It is November, and in my part of the world the days are getting shorter. There is fog in the air every morning now, and only sometimes the sun manages to fight its way through.
Most birds have flown south, to warmer places. Here, the last leaves are falling, and first frosts make us realize that summer is gone without a trace and winter is beginning - the cold and the dark.
I was born in November, and when I was little, my father used to say: "It wasn't a stork that brought you as a baby, but a crow." And even though I never really believed in the stork story, that sentence always made me feel slightly doubtful about my background.
Then my birthday would be planned, and I envied my classmates and friends who could celebrate their birthdays in summer, when we could play in some garden and have some ice-cream in the sun. An indoor children's party in foggy November just isn't the same thing, even with ice-cream (which made stains on clothes and on the carpet anyway and wasn't very popular with mothers).

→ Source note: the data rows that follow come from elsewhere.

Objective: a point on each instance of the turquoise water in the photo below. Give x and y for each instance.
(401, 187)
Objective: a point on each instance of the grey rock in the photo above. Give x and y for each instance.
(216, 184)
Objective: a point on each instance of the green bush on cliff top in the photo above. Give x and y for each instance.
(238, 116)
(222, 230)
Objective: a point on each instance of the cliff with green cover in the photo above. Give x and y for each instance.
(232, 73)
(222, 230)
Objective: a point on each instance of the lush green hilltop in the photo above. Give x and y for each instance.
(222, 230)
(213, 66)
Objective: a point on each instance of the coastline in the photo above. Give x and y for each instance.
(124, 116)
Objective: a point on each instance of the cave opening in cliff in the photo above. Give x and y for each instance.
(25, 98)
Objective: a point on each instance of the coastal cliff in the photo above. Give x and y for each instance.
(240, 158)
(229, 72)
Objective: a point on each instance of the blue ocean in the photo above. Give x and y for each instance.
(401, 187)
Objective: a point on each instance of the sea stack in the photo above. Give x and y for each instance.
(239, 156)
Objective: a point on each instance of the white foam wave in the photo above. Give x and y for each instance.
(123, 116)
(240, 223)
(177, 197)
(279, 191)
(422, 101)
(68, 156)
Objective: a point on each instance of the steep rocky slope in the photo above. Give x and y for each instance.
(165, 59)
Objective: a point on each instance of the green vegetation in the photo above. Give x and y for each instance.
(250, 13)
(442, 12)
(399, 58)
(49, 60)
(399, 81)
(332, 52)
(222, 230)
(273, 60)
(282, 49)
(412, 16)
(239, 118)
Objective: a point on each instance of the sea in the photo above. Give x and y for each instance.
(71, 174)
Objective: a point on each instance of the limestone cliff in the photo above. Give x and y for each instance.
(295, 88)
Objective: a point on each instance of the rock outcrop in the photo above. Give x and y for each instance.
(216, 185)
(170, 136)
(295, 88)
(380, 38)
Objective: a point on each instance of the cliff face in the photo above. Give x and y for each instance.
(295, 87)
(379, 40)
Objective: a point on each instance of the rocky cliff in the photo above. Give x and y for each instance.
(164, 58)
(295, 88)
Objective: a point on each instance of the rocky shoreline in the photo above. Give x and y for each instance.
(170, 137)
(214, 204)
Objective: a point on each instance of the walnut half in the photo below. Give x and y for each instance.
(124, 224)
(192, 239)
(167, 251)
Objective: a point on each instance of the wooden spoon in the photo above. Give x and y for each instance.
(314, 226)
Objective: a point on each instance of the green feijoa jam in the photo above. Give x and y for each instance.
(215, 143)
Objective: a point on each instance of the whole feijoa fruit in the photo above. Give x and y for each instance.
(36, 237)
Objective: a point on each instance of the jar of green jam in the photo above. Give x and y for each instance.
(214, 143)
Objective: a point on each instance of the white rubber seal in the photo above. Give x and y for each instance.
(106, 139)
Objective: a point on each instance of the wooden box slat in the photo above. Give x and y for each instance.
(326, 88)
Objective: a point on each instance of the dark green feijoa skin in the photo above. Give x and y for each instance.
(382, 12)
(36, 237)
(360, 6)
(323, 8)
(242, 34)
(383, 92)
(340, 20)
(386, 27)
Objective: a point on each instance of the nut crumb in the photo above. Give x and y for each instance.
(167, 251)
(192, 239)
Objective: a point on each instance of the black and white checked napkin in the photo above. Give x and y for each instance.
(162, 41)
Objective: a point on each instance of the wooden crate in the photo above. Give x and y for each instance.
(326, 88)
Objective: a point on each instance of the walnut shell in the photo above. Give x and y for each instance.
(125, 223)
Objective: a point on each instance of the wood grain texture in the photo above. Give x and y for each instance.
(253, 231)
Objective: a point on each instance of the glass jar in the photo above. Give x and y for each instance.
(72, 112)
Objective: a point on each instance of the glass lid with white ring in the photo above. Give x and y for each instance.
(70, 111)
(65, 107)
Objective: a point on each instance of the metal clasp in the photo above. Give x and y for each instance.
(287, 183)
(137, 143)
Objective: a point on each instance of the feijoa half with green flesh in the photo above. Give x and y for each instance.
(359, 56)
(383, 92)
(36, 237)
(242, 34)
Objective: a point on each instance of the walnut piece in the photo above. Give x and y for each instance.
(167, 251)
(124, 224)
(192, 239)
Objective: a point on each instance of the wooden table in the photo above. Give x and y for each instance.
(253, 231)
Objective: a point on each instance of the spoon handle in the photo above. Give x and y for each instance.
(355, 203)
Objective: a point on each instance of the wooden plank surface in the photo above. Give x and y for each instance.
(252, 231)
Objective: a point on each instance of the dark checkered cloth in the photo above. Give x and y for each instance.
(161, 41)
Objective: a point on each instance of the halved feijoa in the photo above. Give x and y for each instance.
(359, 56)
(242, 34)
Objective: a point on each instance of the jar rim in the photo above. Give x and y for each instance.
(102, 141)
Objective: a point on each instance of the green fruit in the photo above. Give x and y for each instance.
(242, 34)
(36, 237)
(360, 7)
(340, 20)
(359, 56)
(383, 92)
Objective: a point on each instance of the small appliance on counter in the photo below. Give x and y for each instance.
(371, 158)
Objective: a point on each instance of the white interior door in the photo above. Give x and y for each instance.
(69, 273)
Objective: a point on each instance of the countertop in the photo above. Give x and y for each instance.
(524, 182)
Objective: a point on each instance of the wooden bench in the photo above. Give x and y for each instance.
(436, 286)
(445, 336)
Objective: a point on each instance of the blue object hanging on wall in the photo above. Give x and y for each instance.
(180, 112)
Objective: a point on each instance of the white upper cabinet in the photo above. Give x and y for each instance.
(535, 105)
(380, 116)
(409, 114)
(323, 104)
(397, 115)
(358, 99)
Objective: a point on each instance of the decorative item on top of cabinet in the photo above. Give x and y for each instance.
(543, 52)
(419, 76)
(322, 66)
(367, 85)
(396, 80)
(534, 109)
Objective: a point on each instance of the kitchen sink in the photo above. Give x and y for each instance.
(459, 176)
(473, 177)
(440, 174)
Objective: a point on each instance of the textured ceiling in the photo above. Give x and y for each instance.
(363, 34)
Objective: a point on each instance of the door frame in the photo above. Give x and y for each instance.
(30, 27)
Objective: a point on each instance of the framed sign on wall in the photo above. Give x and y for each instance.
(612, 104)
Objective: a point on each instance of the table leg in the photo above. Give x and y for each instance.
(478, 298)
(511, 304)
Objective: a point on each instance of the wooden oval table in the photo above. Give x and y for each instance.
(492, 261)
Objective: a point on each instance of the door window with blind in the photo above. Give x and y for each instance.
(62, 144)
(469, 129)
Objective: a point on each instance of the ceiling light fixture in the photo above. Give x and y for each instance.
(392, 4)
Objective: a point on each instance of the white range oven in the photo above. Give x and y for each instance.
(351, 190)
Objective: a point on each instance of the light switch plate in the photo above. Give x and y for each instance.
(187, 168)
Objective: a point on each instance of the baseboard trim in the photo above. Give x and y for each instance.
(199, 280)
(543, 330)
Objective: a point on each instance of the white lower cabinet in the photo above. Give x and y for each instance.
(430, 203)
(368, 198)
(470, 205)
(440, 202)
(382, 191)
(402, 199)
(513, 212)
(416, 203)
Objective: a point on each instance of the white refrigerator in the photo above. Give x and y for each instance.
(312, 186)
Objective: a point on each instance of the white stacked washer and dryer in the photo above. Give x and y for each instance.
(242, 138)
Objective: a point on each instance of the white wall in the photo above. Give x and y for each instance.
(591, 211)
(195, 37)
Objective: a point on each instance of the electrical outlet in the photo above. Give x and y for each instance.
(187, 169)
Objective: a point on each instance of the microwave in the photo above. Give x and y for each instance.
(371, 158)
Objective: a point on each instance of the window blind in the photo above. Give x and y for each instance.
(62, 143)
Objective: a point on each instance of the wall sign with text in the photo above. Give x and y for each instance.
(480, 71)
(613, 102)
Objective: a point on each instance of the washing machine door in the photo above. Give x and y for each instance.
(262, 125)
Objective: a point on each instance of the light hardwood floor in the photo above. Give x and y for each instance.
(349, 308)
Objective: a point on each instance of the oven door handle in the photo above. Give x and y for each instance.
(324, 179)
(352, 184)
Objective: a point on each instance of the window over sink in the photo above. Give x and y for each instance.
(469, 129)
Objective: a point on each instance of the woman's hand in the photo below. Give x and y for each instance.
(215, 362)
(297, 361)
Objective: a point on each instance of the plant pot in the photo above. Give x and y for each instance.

These days I am grown-up, and birthdays are no longer something to look forward to; year after year they are becoming more of a thing to endure, or even to dread; a thing that makes a depressing November even more gray.
The week after next I'll be older once again. And oh man, am I depressed.
I wish I could follow the birds to warmer and sunnier places, with cheerful people and happy sounds. Today I only heard the occasional croaking of a crow outside of my window - and it made me feel as if the d**ed animal would be cackling cynically at my self-pity.